In the opening poem, “How to Leave Things Behind Without Even Trying”, the speaker talks about leaving his laptop at an airport and is aghast at how this could be accomplished given its significance in his life. This is then juxtaposed with his boyfriend’s exit from his life and the way in which the apartment was cleaned and staged as if he had never been there at all. The speaker struggles with both losses, trying to interpret their meaning in an effort to understand their absence, but he rightly says, “you wait to learn//anything about what was lost./You wait for the phone call,//which only comes if you’ll be/happily reunited.//” (pg. 8)

There are several poems in which the speaker is taking selfies with beloved literary and pop culture icons from Miss Havisham in Great Expectations to Molly Jensen from Ghost. In each of these poems, Jensen unravels the inner mysteries of loss felt by each of these characters. Havisham’s sadness over lost love is really her belief in true love and that caged birds set free will return but, in the meantime, she’s left wondering who she is without that caged bird to love and protect. The loss of an affair leads Alex in Fatal Attraction to extremes, but even if you don’t go to those extremes after a break-up, you can certainly understand where they come from.

Jensen’s couplets are powerfully crafted so that readers will feel each gut-wrenching loss, like “Everything we’d placed//inside those years spilled out/like blood escaping from a vein.//” (pg. 13, “Disruption”) But lest you believe this collection is all sadness and woe, Jensen has a sense of humor about it all, which one might expect comes with a bit of distance from the actual breakup events.

From “On the Night Gays Across America Celebrate the Marriage Equality Ruling, You and I Divide Our Possessions” (pg. 17)
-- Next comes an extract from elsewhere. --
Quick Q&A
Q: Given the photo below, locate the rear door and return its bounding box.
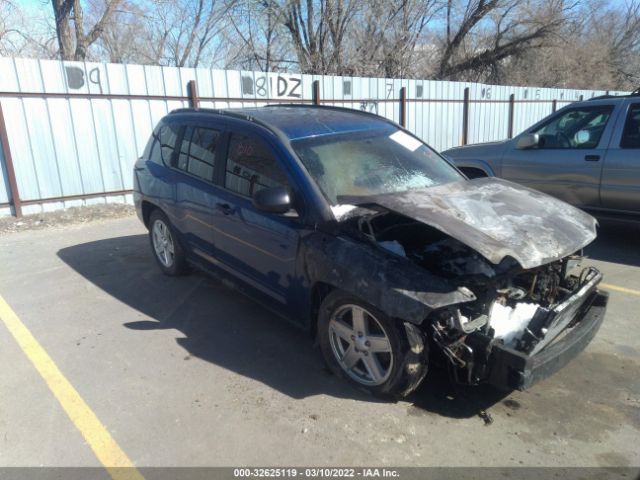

We shake loose our lives like a braid
untwirling at the end of a long day.

I want everything and nothing
that belongs to you, that holds

a memory of you like an urn
full of ash, the kind of thing

you never open but have to
keep on hand because it means

Yes, I’m leaving you hanging with the above quote from this poem, but it’s one I don’t want to ruin for you. What the selected quote shows you is the humor and the lightness that Jensen brings to his couplets even in the midst of a breakup moment. There’s something to be said about bringing a bit of levity to loss. Breakup/Breakdown by Charles Jensen is a commentary on the modern breakup and the swiftness of it, which can leave each of us stunned and empty. But what it teaches is resilience and growth, a move toward letting go, even if not complete. In order for new things to begin, the old must be broken down, and Jensen does that here with aplomb.

RATING: Cinquain

About the Author:

Charles Jensen is the author of The Nanopedia Quick-Reference Pocket Lexicon of Contemporary American Culture (2012 MiPOESIAS Chapbook Series) and The First Risk, which was published in 2009 by Lethe Press and was a finalist for the 2010 Lambda Literary Award. His previous chapbooks include Living Things, which won the 2006 Frank O’Hara Chapbook Award, and The Strange Case of Maribel Dixon (New Michigan Press, 2007). A past recipient of an Artist’s Project Grant from the Arizona Commission on the Arts, his poetry has appeared in Bloom, Columbia Poetry Review, Copper Nickel, Field, The Journal, New England Review, and Prairie Schooner. He holds an MFA in poetry from Arizona State University, where he also did graduate work in nonprofit leadership and management. He is the founding editor of the online poetry magazine LOCUSPOINT, which explores creative work on a city-by-city basis, and is active in the national arts community by serving on the Emerging Leader Council of Americans for the Arts. He lives in Los Angeles.

Comments

  1. Anna (Diary of an Eccentric) says

    This sounds really good. Glad you liked it.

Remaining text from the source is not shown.